Amplifying the content beyond the more obvious paid and owned media channels is a core insight. Targeting and widely disseminating this content to the contextually-appropriate earned, social and mobile media publishers to complement paid and owned channels, allows these publisher outlets to confer some authority to the content and enables the content to draft off the power of the relationships these publishers have with audiences via their brands.
The marketing goal - enhancement of brand awareness or preference, management of reputation or simply stimulating demand - drives the tactics around the content development, content optimization, engagement vehicles, calls-to-action and metrics. Also since digital media can now provide the context for consumption and possibly the means for consumption via eCommerce, media no longer is relegated to the role of influencing and driving distribution but rather media is distribution.

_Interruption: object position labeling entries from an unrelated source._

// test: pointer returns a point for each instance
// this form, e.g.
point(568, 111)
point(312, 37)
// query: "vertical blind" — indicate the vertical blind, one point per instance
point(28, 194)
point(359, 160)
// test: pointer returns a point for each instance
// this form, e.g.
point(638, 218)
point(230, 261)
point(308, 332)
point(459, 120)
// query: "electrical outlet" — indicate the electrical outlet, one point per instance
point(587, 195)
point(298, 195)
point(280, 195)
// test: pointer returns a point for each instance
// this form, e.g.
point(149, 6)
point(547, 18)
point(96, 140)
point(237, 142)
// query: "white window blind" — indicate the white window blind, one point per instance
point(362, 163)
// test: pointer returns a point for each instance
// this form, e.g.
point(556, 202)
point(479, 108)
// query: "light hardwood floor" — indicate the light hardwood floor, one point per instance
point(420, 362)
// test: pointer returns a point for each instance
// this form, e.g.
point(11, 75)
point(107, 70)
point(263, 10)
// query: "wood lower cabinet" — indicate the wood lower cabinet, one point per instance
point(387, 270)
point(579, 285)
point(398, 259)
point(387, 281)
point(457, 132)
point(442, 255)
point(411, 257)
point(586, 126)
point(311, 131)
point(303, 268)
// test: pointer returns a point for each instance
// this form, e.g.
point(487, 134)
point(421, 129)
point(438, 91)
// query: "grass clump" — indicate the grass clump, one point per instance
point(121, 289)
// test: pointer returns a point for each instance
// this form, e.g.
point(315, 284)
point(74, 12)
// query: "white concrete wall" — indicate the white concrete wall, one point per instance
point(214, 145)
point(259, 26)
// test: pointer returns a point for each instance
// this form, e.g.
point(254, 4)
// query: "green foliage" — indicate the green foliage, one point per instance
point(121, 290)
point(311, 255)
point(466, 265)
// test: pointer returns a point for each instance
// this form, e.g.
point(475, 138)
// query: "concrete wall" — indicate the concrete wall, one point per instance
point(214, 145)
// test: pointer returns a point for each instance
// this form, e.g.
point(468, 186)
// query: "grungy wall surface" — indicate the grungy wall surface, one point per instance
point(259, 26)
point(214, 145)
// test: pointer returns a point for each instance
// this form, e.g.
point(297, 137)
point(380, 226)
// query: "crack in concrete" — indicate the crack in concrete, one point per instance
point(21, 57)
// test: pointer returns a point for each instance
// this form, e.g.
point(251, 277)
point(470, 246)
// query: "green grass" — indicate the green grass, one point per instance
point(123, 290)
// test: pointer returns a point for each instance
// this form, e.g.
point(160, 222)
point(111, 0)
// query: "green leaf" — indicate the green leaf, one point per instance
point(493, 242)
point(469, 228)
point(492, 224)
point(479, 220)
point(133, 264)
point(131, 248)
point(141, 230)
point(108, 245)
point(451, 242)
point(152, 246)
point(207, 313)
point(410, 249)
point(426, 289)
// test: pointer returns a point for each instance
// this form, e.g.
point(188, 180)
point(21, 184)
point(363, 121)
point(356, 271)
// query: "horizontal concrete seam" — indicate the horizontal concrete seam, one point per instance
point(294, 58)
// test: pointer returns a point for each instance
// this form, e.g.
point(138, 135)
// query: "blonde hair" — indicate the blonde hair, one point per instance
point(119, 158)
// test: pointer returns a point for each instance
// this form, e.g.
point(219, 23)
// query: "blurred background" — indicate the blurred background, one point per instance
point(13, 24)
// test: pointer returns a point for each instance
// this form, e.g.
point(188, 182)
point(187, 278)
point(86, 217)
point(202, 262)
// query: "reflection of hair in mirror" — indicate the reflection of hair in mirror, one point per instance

The development of consistent performance metrics that measure the relevant indicators (click-throughs, registrations, downloads, etc.) of brand, reputation, demand and ultimately ROI, is key to the long term sustainability of such a content-centric approach.
As my colleague Tony Uphoff at UBM Techweb puts it (http://www.uphoffonmedia.com/2010/11/17/marketing-as-a-service/), “Marketing as a one-way broadcast model, done in a series of campaigns simply doesn’t work anymore. Successful marketing today requires a content centric, conversational approach that engages and sustains a community of prospects, customers and vendors around mutual interest and the quality of the content exchange. In other words once a brand has engaged prospects and customers with a compelling story, this “community” needs to be sustained and nurtured. This shifts marketing from a project and campaign orientation to marketing as an ongoing service. The key is to be able to build, sustain and curate these communities and engage them on and off line.”